China’s insistence that borrowers adhere to confidentiality agreements differs from contracts made with state-backed lenders from other countries, which tend to impose confidentiality primarily on the lender. Such clauses mean that “citizens in lending and borrowing countries alike cannot hold their governments accountable,” according to the report.

However, the lack of transparency in sovereign debt deals is not limited to China, the report said, with almost no state-backed lenders publicly releasing the text of their loan contracts.
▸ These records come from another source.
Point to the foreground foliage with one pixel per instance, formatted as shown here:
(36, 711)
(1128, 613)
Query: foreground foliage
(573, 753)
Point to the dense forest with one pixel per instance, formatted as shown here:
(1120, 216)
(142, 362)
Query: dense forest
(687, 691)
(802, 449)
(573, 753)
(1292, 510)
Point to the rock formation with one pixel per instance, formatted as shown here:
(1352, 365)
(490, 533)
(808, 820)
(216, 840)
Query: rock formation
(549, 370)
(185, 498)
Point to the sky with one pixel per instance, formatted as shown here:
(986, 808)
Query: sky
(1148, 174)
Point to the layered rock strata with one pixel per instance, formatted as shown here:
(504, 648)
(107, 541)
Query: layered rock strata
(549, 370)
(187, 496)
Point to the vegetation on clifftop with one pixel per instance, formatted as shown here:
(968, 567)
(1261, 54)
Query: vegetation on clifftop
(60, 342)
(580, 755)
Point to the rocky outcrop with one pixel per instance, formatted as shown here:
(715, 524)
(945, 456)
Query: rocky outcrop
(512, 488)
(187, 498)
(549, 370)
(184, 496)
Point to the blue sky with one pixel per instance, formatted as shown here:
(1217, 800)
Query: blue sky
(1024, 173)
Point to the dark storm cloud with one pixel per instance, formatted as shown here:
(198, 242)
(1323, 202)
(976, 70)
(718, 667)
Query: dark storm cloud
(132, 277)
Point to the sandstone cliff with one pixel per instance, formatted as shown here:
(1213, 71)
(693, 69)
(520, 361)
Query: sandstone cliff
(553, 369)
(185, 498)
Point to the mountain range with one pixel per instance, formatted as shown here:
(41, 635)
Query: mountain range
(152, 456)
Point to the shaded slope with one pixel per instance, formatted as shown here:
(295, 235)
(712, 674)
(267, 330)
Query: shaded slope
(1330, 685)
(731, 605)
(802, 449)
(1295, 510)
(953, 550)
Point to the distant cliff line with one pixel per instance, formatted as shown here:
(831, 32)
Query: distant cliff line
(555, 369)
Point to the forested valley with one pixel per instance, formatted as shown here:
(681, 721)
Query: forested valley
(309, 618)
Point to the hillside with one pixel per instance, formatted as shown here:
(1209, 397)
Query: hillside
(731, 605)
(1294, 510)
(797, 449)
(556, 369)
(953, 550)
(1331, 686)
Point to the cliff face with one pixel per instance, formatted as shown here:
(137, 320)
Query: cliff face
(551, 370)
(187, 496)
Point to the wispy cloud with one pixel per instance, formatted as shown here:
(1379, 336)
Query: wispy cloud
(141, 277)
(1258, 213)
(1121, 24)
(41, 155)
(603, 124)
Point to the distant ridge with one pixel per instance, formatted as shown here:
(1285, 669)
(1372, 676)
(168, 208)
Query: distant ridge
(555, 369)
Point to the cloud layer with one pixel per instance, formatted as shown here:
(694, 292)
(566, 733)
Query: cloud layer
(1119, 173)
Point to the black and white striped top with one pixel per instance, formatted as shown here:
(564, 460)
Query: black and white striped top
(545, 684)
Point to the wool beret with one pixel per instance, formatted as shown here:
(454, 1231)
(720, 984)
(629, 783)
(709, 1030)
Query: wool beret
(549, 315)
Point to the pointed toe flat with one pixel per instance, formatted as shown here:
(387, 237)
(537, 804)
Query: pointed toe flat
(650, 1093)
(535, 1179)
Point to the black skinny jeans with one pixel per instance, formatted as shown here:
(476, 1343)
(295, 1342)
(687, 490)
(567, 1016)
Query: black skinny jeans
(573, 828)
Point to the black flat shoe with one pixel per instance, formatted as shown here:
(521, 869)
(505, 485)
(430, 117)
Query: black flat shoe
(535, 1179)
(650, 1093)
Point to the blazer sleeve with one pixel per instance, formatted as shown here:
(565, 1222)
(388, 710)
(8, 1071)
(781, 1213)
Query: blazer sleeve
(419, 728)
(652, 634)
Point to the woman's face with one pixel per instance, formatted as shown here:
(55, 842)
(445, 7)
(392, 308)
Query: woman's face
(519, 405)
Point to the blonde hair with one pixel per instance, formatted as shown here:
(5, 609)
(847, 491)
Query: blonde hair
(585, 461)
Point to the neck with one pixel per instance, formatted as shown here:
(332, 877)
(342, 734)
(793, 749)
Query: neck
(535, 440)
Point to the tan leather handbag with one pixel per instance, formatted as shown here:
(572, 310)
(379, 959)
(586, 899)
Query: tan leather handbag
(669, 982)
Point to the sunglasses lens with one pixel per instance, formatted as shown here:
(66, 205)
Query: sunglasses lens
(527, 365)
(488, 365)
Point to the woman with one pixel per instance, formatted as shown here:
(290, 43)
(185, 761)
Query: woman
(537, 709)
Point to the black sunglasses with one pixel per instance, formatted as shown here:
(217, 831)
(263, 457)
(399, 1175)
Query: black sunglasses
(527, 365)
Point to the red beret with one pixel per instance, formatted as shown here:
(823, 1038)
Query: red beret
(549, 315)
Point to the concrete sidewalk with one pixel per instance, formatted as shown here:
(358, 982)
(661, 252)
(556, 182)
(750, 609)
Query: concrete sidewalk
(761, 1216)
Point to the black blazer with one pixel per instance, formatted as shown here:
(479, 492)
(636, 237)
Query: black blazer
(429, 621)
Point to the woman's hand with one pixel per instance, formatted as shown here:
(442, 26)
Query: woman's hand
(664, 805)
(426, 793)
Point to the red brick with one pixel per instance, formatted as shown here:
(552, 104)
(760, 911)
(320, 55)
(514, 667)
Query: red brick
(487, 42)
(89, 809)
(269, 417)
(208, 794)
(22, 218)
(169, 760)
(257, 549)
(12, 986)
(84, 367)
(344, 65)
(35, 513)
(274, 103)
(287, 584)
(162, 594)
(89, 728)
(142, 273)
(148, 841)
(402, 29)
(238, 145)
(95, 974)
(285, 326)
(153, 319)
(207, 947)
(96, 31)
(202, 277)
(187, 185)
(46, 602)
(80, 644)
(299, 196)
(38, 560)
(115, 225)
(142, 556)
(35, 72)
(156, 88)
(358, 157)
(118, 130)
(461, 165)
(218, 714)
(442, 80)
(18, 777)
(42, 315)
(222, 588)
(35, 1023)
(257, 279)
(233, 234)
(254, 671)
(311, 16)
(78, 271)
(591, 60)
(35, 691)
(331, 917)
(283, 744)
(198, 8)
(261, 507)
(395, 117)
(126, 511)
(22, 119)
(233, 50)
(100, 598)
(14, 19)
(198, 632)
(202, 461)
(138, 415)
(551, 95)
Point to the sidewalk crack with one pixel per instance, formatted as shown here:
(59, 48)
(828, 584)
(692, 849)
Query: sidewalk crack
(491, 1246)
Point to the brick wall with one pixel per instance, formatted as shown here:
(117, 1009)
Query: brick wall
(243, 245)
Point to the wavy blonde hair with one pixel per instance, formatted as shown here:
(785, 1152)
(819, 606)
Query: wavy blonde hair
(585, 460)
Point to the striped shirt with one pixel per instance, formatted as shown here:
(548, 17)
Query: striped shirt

“Disclosing all debt contracts, however difficult politically, should become the norm rather than the exception,” it said. “Public debt should be public”.

AidData’s report also says China’s contracts with debtors give substantial leeway for China to cancel loans or accelerate repayment.

A very striking prohibition

The framework calls for comparable treatment of all creditors, including private lenders, but he said most of the contracts examined banned countries from restructuring those loans on equal terms and in coordination with other creditors.

“That’s a very striking prohibition, and it seems to run counter to the commitments the Chinese are making at the G20,” Morris told the Reuters news agency, though he added that it was possible China would simply not enforce those clauses in its loan contracts.

The Chinese foreign ministry did not immediately reply to a request by Reuters for comment.

China has said in the past that its financial institutions, and not just the country’s official creditors, were working to help ease the debt woes of African nations.

It also said in November that it had extended debt relief to developing countries worth a combined $2.1bn under the G20 program, the highest among the group’s members in terms of the amount deferred.

Even before the pandemic upended economies across the world, China had turned more cautious about lending to Africa. Chinese financing to Africa fell below $9bn for the first time in nearly 10 years in 2019, according to a separate study from Johns Hopkins University released this week.

The material examined by researchers for the study includes 23 contracts struck with Cameroon, 10 with Serbia and Argentina as well as eight with Ecuador.

In January, the World Bank warned that several countries were in urgent need of debt relief due to the severity of the global recession caused by the COVID-19 pandemic.